Even after teaching for a couple of decades, both in graduate level courses and in continuing education settings (live and online), I am humbled by all there is to learn and relearn about how to teach well. We all teach every day, regardless of what setting or roles we work in, and are required to share our thoughts and knowledge with respect, equanimity, and non-judgement. After teaching a course last month, I received feedback about an important topic that was not clearly addressed from an instructional or clinical standpoint, and the participant who brought it to my attention agreed to share her experience so that we as pelvic rehab providers can do a better job of addressing the issue when needed. The following post was written by Erin B. after I encouraged her to share her own thoughts about the issue.

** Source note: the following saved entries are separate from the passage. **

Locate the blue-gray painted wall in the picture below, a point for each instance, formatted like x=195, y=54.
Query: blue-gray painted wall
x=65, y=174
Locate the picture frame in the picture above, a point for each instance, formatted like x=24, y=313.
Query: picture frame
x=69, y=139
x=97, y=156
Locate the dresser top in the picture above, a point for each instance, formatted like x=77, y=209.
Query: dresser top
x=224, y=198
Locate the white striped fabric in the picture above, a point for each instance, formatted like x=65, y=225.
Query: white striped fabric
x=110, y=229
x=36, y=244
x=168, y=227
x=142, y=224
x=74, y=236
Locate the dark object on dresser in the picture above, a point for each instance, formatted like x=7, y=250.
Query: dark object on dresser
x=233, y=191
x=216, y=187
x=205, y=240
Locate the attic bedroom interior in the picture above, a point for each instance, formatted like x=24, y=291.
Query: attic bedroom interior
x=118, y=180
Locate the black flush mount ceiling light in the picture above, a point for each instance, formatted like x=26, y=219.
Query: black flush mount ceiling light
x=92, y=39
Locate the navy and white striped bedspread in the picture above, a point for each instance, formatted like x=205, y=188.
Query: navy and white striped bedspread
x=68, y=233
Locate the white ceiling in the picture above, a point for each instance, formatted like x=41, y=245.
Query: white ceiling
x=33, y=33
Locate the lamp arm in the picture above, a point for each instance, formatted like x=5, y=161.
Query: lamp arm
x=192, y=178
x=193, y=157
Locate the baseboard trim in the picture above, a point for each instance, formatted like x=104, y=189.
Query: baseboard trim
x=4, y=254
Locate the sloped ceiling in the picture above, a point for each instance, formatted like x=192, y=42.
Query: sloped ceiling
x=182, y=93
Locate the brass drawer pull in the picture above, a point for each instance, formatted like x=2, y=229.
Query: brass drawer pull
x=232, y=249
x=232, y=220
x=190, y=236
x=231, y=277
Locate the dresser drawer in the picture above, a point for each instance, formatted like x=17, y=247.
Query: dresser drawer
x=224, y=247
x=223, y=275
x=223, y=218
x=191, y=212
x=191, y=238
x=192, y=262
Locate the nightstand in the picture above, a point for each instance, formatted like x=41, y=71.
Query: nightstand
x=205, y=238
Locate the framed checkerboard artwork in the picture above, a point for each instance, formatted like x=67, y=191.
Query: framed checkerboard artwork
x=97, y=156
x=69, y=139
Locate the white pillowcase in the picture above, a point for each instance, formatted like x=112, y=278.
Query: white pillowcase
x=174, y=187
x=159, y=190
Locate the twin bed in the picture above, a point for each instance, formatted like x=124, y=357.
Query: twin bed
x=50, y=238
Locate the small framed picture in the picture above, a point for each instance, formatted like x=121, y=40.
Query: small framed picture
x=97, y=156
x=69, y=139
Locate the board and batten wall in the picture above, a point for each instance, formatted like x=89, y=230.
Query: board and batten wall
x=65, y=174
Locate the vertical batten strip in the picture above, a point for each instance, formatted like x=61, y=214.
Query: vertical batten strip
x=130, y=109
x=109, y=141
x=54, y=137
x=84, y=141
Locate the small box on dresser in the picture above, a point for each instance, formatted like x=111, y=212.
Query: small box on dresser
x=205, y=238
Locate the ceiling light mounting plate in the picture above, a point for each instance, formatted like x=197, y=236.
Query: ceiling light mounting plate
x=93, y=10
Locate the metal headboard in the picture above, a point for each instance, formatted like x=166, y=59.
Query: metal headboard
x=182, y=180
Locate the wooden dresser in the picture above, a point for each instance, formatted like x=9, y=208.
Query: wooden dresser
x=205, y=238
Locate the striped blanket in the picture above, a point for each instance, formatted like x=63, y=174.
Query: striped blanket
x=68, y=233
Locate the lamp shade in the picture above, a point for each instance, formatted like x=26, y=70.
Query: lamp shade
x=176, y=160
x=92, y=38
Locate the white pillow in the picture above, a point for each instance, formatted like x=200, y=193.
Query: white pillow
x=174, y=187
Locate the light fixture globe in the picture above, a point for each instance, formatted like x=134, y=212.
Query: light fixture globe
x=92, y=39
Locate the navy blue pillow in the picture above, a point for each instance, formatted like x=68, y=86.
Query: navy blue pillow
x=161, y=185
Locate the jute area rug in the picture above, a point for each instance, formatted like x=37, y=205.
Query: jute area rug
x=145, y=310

"Having recently participated in the PF1 class after several years out of the classroom-style of continuing education, I made a few observations I felt compelled to share. (I do want to preface this with the fact that I am fully aware that my own insecurities play a role in my experiences and I recognize that they may alter my judgment of the situation.)

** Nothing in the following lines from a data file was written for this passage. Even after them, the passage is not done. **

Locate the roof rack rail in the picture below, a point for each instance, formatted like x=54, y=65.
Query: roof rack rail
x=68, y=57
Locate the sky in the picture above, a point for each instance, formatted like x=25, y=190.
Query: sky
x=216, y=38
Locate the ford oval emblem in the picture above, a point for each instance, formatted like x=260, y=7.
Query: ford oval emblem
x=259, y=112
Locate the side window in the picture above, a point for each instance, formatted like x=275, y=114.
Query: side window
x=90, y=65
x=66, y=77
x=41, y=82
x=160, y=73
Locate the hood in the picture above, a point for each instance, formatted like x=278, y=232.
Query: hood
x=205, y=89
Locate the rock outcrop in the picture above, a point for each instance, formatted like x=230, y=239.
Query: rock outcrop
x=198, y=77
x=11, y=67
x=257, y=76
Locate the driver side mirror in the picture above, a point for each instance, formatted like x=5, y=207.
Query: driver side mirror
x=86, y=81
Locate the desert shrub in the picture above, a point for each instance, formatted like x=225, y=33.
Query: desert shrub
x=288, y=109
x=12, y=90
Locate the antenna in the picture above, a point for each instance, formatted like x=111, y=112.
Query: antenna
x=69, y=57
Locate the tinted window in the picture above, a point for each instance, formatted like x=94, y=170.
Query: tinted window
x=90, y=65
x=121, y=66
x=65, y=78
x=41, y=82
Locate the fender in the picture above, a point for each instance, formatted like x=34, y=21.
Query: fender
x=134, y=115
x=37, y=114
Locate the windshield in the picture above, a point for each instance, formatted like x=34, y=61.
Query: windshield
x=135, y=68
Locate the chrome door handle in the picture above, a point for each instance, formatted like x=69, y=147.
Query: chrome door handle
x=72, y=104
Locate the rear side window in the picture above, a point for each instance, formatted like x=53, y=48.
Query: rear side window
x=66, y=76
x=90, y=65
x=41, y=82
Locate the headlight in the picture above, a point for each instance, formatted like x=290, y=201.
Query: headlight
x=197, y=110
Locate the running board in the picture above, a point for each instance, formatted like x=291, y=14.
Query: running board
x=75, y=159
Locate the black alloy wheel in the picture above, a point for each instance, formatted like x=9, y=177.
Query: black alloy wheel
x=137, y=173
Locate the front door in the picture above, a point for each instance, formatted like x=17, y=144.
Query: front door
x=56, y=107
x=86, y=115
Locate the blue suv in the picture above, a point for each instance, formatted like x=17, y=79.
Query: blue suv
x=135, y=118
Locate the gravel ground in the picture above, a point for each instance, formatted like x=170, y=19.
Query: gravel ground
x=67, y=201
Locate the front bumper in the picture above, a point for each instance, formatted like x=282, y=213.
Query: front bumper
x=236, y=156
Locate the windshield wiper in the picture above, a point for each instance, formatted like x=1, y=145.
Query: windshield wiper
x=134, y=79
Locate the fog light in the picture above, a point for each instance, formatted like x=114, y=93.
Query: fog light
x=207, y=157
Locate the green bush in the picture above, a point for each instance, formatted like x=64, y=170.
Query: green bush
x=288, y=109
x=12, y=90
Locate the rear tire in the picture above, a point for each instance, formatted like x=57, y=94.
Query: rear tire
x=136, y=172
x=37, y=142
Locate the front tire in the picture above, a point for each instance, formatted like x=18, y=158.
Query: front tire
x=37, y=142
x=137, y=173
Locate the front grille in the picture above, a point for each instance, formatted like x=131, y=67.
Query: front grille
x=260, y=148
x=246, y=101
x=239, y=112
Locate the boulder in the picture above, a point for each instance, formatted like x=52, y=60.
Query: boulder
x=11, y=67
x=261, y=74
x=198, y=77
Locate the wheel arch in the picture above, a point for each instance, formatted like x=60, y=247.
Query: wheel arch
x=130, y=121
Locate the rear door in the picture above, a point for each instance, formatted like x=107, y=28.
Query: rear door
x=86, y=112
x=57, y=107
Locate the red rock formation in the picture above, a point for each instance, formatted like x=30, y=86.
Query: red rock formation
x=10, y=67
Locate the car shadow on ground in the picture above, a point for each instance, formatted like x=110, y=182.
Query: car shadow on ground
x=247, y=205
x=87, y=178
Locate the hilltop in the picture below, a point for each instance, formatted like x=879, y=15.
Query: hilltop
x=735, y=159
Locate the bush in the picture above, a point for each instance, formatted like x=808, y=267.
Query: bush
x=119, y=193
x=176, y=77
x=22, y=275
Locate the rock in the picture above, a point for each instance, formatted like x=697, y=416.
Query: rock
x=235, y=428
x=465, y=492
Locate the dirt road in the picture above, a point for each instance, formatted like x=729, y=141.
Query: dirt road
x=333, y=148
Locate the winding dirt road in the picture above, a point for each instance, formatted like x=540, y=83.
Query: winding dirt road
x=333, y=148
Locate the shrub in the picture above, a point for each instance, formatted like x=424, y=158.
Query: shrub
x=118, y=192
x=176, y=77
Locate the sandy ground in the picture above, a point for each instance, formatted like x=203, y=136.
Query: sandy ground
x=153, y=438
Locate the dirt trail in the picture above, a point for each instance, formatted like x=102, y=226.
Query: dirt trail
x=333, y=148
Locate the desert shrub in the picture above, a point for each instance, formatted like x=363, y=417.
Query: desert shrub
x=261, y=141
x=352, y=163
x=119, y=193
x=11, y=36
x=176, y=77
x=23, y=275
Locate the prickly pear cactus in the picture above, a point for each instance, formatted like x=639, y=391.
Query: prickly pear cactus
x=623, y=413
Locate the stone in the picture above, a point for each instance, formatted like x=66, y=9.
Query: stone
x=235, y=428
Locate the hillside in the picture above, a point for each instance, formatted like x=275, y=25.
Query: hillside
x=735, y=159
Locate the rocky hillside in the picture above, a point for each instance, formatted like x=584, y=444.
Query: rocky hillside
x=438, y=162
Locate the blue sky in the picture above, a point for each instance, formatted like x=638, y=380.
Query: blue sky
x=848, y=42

I am 5' 4" and currently 240 pounds. Although that is 50 pounds lighter than I was 6 months prior to attending this class, it is still significantly larger than 90% of the class participants, lab assistants and instructors. I am not someone who feels that fat is healthy. I do not feel that you need to act like I am in as good of shape as anyone else in the room. However, I do feel that there are certain assumptions made about me that are based on my physical appearance alone. Take a minute and think about your first reaction to seeing a person who is obviously overweight. (I do realize that I have made my own assumptions about some of you as well!) Just because you are much thinner and more fit looking I assume you exercise regularly, you always eat healthy and you judge me negatively for my appearance. I do know that my assumptions about you may be just as wrong as what I believe you assumed about me. However, when I see that the larger people in class have placed themselves more to the back of the room, when I have a hard time finding a lab partner and when the lab instructor struggles with how to say to the partner that got stuck with me "things may be different on her", I begin to feel like I am taking something away from the class experience for everyone else. I do not want to hinder another clinician's learning process so I don't push anyone to be my partner, but then I am actually denying myself the learning opportunities I came for. Not to mention that I may be denying the other participants the opportunity to learn how to handle a client that may look and feel like me.

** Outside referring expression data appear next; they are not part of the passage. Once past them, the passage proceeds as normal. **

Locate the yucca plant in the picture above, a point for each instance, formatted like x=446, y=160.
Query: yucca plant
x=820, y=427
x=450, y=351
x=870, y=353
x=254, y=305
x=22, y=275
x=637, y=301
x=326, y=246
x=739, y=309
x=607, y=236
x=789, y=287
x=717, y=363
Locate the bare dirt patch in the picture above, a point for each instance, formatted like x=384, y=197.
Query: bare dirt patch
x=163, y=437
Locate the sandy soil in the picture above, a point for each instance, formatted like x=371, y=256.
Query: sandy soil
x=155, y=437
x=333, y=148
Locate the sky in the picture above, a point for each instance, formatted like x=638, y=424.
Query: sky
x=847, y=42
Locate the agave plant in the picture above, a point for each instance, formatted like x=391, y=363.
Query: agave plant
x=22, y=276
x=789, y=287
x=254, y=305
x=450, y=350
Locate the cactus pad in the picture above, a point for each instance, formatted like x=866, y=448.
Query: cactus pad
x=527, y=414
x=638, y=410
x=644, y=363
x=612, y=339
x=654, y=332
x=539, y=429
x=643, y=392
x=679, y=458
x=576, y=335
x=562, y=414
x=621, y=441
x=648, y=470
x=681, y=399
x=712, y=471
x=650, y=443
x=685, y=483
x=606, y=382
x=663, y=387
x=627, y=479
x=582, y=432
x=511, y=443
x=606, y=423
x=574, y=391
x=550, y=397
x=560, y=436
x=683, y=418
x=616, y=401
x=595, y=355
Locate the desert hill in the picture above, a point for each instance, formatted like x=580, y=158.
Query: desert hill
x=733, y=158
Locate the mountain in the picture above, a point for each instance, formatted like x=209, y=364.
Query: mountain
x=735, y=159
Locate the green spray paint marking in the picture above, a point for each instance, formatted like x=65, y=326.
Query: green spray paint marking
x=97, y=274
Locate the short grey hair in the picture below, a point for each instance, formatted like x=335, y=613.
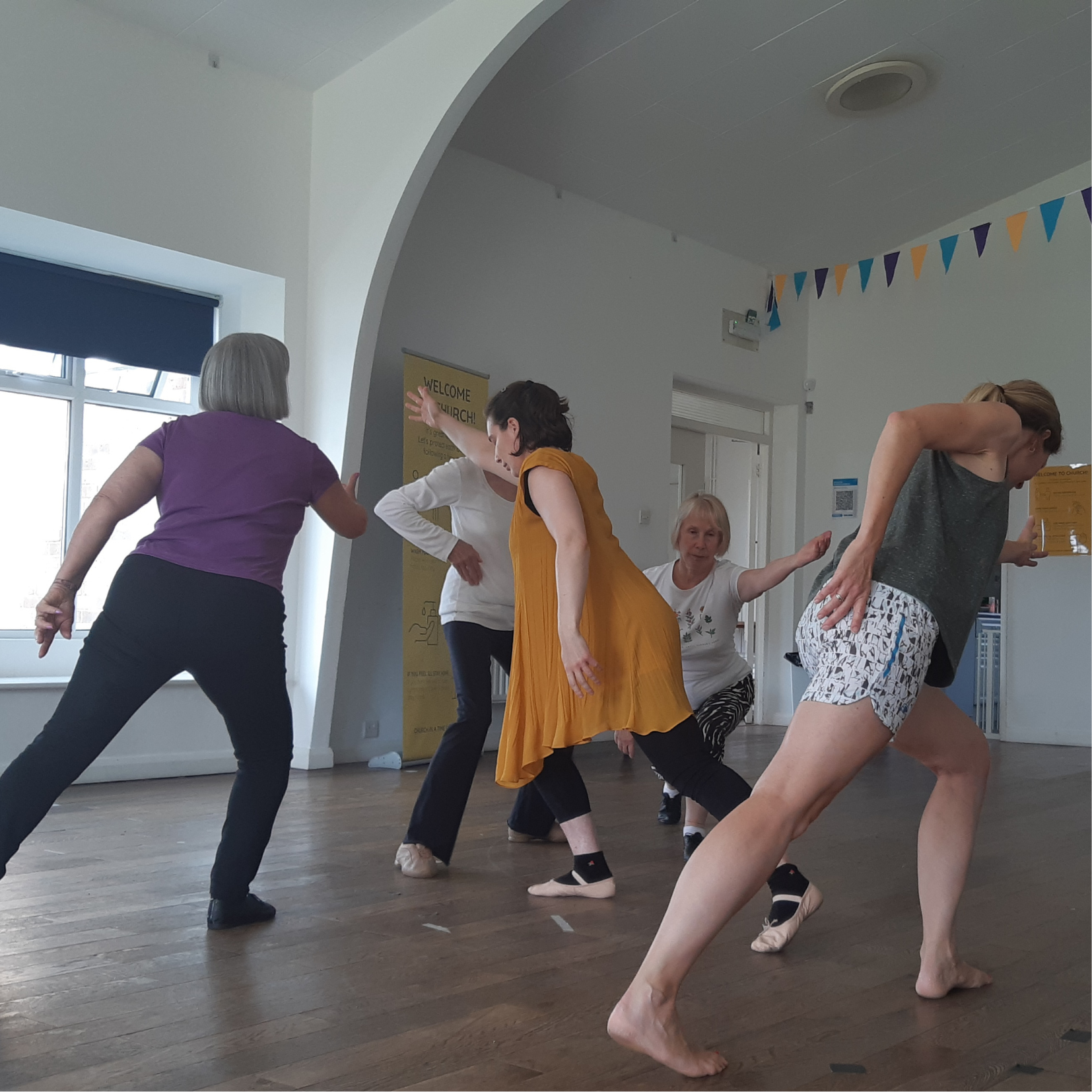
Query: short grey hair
x=246, y=374
x=710, y=507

The reality of our world is that there is a very large obese population. I firmly agree this leads to a multitude of chronic illnesses and astronomical medical costs for the individual and our society as a whole. It does need to be addressed on a large scale. However, we as clinicians don’t know where these individuals are on their weight journey. For someone like me who has made drastic lifestyle changes to move me in a positive direction but have not yet gotten my appearance in line with the "norm" that the health care professionals, the media and society are pushing, your response to me can be devastating to my progress, my hope and my desire to continue toward a healthier lifestyle. Again I want to acknowledge that this is as much my problem as it is for those around me and I am addressing this as well. But please have the awareness that an obese person above all is a PERSON FIRST! Then their physical size becomes just another item on the list of "facts" about them, instead of a source of anxiety and separation. Approaching an obese person with respect, acceptance, honesty and openness not only puts them at ease, it also strengthens the rapport that is so crucial in pelvic rehabilitation.
Although I was born and raised in the north east, I now live in Alabama, home of corn bread, fried chicken and sweet tea. The population I deal with is more likely to be at least overweight if not truly obese. So, quite honestly, the practical instruction of how pelvic floor evaluation and treatment may be different with the obese patient would be directly beneficial to my practice. This might include openly addressing in labs how to assess/reposition an obese patient will give each therapist an awareness and confidence when approaching this population and may minimize the patient's embarrassment and keep the doors of trust and communication open. Or taking a moment to recognize the larger participants in the classroom setting and professionally suggesting during a lab session how they can reposition themselves and still affectively achieve appropriate assessment/treatment for the patient would make the transition from class to the reality of the clinic more smooth. Also, taking a moment to offer suggestions for what the obese patient who can’t physically reach their perineum or even palpate the pubic symphysis and or coccyx and doesn’t have a willing partner to assist can do to effectively complete the rehab activities suggested. You have to admit, this is not an easy specialty of practice to broach in the first place, and anything to take the pressure off of the clinician and or patient is helpful!
I so greatly appreciate the respect and professionalism the many delicate topics related to pelvic health are addressed in this program. I would also appreciate that same respect and professionalism when it comes to the reality of the many different body types that are the represented in our practices!"
Thank you to Erin for sharing her thoughtful suggestions, and reminding instructors and fellow course participants that an open, curious and helpful approach is needed for all situations. We at the Institute will address this issue among our instructors so that we can provide more clear guidance regarding patient and provider positioning. Stay tuned for a blog post about helpful positioning and communication tips for working with patients who are obese.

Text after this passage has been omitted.